FEVM is Milestone 2.1 on the FVM roadmap and will actually be ready before native WASM actors are able to be deployed to the FVM. This is to allow existing smart contract developers, which are largely used to the EVM ecosystem and writing code in Solidity, to quickly begin porting their existing applications and writing new applications on top of the FVM.
FEVM and native FVM
Once Milestone 2.2 of the FVM roadmap is complete, developers will have the option to deploy actors on either the FEVM or native FVM (or both if they really want to). But which should you choose? The decision can be summed up as such: if you want better performance, write actors that are compiled to WASM and deployed to native FVM. If you are familiar with Solidity and want access to the EVM ecosystem of tools, but don’t mind less performance, deploy to the FEVM. See the pros and cons of each below:
|Pros||Native execution speed and performance on Filecoin (i.e., less gas cost per unit of actor code executed).|
Write actors in any language that compiles to WASM 1.
|Take advantage of current Solidity and EVM tooling to quickly port or write actors.|
|Cons||Tooling is not yet as mature as EVM tooling.||Higher gas fees and lower performance due to the virtualization overhead of the FEVM.|
In both cases, you have access to all the awesome power of the Filecoin blockchain, including storage contracts as a native primitive!

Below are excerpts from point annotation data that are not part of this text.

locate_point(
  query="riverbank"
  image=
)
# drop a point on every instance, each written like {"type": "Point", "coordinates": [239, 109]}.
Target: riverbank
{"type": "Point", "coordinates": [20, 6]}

The FEVM allows current Web3 developers to quickly start writing actors on the Filecoin blockchain while also using all of the tools, software packages, and languages they are used to while also having access to Filecoin storage deals as a native. It will be complete with Milestone 2.1 in the FVM roadmap. Due to the virtualization overhead of the EVM, it will not have the same performance as native actors, which will arrive with Milestone 2.2.